They toss the ping-pong balls into the hopper -- well, not really, it's just a metaphor -- in about six hours in the NBA's annual game of chance.

Will the Wolves finally get what they deserve?

That is, of course, the No. 1 overall pick.

They have the greatest chance -- 25 percent -- of anybody to get it, but remember only two teams with the best chance have ever ended up getting No. 1: Cleveland in 2003 (LeBron James) and Orlando in 2004 (Dwight Howard).

Fatalistic Wolves fans know for certain already what pick their team will get.

No. 3.

That's because this already is being billed as a two-player draft -- Duke's Kyrie Irving and Arizona's Derrick Williams -- so of course the Wolves will get No. 3.

Just like they got No. 3 in 1992, when they finished with the league's worst record and walked away with Christian Laettner rather than Shaquille O'Neal or Alonzo Mourning. Or in 1994, when they fell from third to fourth in the lottery and got Donyell Marshall after Glenn Robinson, Jason Kidd and Grant Hill went 1-2-3.

Of course, it's never just a one-player or two-player or three-player draft.


And this time, Turkish center Enes Kanter, who went to Kentucky but never played there, or somebody else could turn out better than either Irving or Williams.

In fact, Kanter could move into the top 2 by next month's draft night, depending on pre-draft workouts, tonight's lottery results and a team's needs.

Even if the Wolves get the No. 1 pick tonight, some Wolves fans conditioned to be disappointed every draft lottery might lament their team's good luck to finally win in a year where a point guard (Irving) looks like the consensus No. 1 pick.

That's a position, of course, that isn't a pressing need IF the Wolves can get Ricky Rubio to sign on the dotted line.

I asked David Kahn a couple weeks ago what he does if the Wolves get that No 1 pick.

I don't remember his answer precisely, but it included a mention of dancing and partying all night.

Timberwolf Nation just might go ballistic if Kahn gets the chance to draft Irving and then trades that pick because he's already committed emotionally and perhaps soon contractually to Rubio.

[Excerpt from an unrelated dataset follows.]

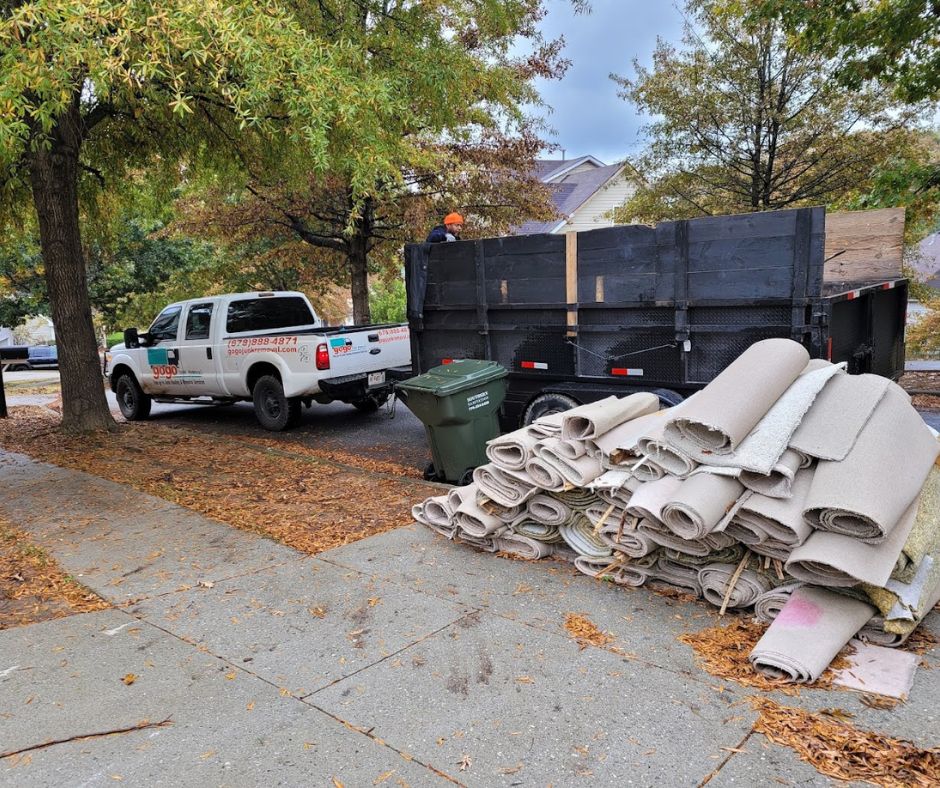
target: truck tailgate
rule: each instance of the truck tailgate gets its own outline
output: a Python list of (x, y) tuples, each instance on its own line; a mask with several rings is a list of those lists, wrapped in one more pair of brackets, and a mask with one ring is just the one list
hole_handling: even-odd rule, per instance
[(329, 377), (364, 375), (411, 363), (407, 326), (376, 326), (327, 334)]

Buckle up because it's likely Kahn will try to do just that: Trade the pick, even if it's No. 1 overall, for a veteran or veterans and perhaps a pick later in the lottery.

They're looking for a more athletic center -- think unrestricted Tyson Chanlder or restricted DeAndre Jordan on the free-agent market.

They need, whether they think so or not, a starting two guard.

And expect them to inquire again (they did so before the trade deadline) about Steve Nash because they'd also like a veteran point guard -- I guess Luke Ridnour doesn't count -- who can stabilize such a young roster and mentor Rubio, although I have a hard time envisioning Nash agreeing to play here or even the Suns agreeing to trade him here.

One other question, of course: Who will coach these guys next season, when there is one.

That finally should become clear in the next week, at least as far as whether Rambis will be back or not.

Kahn is expected to meet with Kurt Rambis' agent later this week in Chicago at the NBA's version of a draft combine.

If Rambis returns, expect it will be with assurances that he'll simplify his offense, emphasize defense and communicate better with players. It also probably will be with a new coaching staff, including a newly hired defensive specialist.